Review: Sexsomnia – Sleepless in Manhattan

tl;dr: some spice but a smidge too skeezy

The Story:

Consent is sexy.

It’s really not possible for non-consensual acts in a romance novel to ever be okay, at least in my eyes. In modern romance novels, the rapist doesn’t get the girl. (As he shouldn’t.) While rape isn’t particularly the problem between the hero and heroine in this book, the lines blurs where informed and enthusiastic consent can be given. And that part of it turned me completely off of this story and I just can’t redeem it.

The description of the book was entirely misleading. I assumed that the reason that Abigail withdrew her application from the administrative assistant position was due to the sexsomnia, but instead the plot is completely focused on how Abigail just thinks that Jayden is a huge jerk. Which, he is.
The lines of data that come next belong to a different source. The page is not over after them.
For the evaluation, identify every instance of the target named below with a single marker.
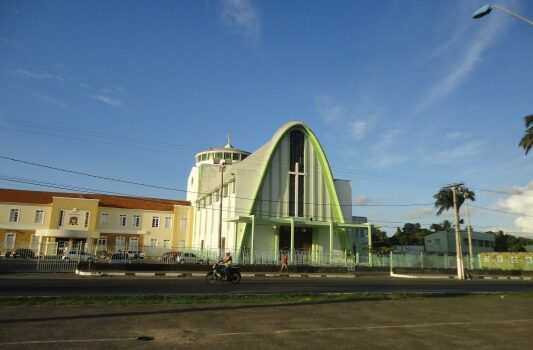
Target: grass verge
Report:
(241, 298)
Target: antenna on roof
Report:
(228, 137)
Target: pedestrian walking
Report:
(284, 263)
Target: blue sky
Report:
(405, 96)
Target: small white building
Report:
(444, 242)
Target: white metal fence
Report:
(54, 258)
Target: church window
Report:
(296, 174)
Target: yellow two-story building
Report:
(51, 222)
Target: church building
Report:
(282, 197)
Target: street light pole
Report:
(222, 168)
(458, 249)
(469, 230)
(485, 10)
(222, 163)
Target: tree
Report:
(453, 197)
(444, 199)
(443, 226)
(505, 242)
(410, 234)
(527, 141)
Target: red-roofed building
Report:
(51, 221)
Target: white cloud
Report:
(117, 90)
(419, 214)
(358, 128)
(453, 135)
(361, 200)
(41, 76)
(386, 160)
(465, 150)
(240, 14)
(521, 203)
(469, 53)
(47, 99)
(115, 102)
(12, 43)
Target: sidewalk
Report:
(189, 274)
(201, 274)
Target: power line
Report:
(139, 142)
(500, 211)
(181, 190)
(213, 208)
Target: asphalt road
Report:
(471, 322)
(72, 285)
He only becomes less of a jerk when he is jealous of her being within 50 feet of any other man and decides he has to commit to her in order to chill out his caveman self.
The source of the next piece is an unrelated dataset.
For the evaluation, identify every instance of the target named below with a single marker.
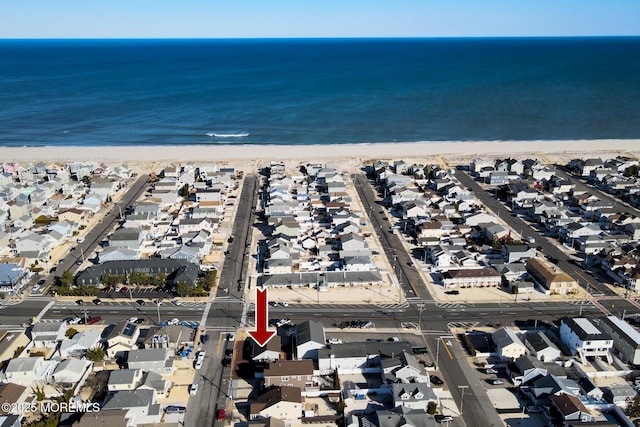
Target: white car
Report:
(193, 389)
The entire book, Jayden treats Abigail like property. In his eyes, she’s only a hot piece that he wants to sexually harass in the office, despite her repeated insistence that she doesn’t want to mix business and pleasure. He ignores her because she acts aroused around him. She continually tells him no, but because she kisses him back, he decides that she actually means yes. Then, the worst part: he uses his money and connections in order to be her anonymous partner in a sleep study. He pretends that he doesn’t know anything about her condition, and then he tries to justify his shitty behavior when he’s found out.

Abigail is rightly devastated, since after some trauma three years before, she has a difficult time trusting men, and he continually ignores her “no” and violates her trust in severely abominable ways. But because he apologizes (and it’s one of those abuser-esque ‘If I didn’t love you so much I wouldn’t have had to lie to you’ non-apologies) and drops the L word on her, she forgives him. Oh and also her sister Alice pushes her into forgiving him because she thinks she’d be dumb to give up on a rich, hot man just because of a “mistake”.
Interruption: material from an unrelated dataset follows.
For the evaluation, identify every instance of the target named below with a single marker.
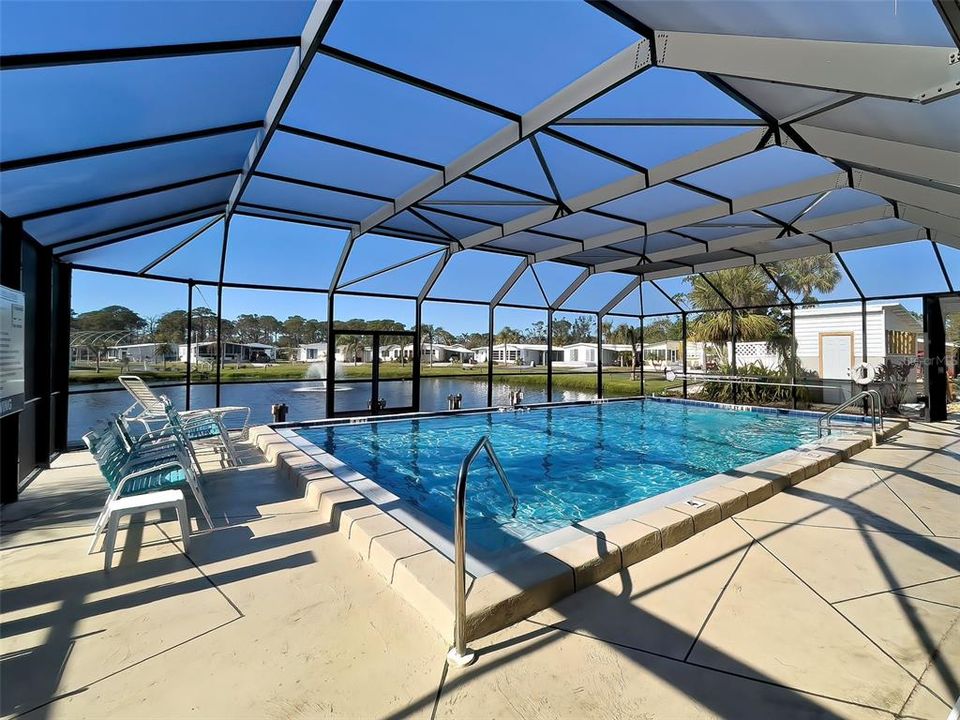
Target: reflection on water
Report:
(306, 399)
Ya’ll. That was more than a mistake. That was a blatant violation of her person, and I just couldn’t get behind the two of them being together. Jayden never feels like he shouldn’t have treated her like chattel. He mostly feels bad that he got caught.

Technical Elements:

The writing itself was okay, but since it’s a translation from the original German, I’m not sure how to correctly evaluate it. It was mostly fine, but there was a lot of phrasing with exclamation points, enough so that it was distracting. I don’t know how much of it was translated directly or how much was adjusted for the English language. The many, many exclamation points isn’t something we usually see in contemporary romance.

Final Thoughts:

I had high hopes for this book because it sounded interesting, but the rapey qualities of the hero turned me off. I don’t know if I’ll read anything else by this author.


This book appears to not be available in libraries. Keep an eye here for updates, and you can also read for free using Kindle Unlimited.

If you happen to like heroes that get rapey, you can check out Kiss an Angel by Susan Elizabeth Phillips.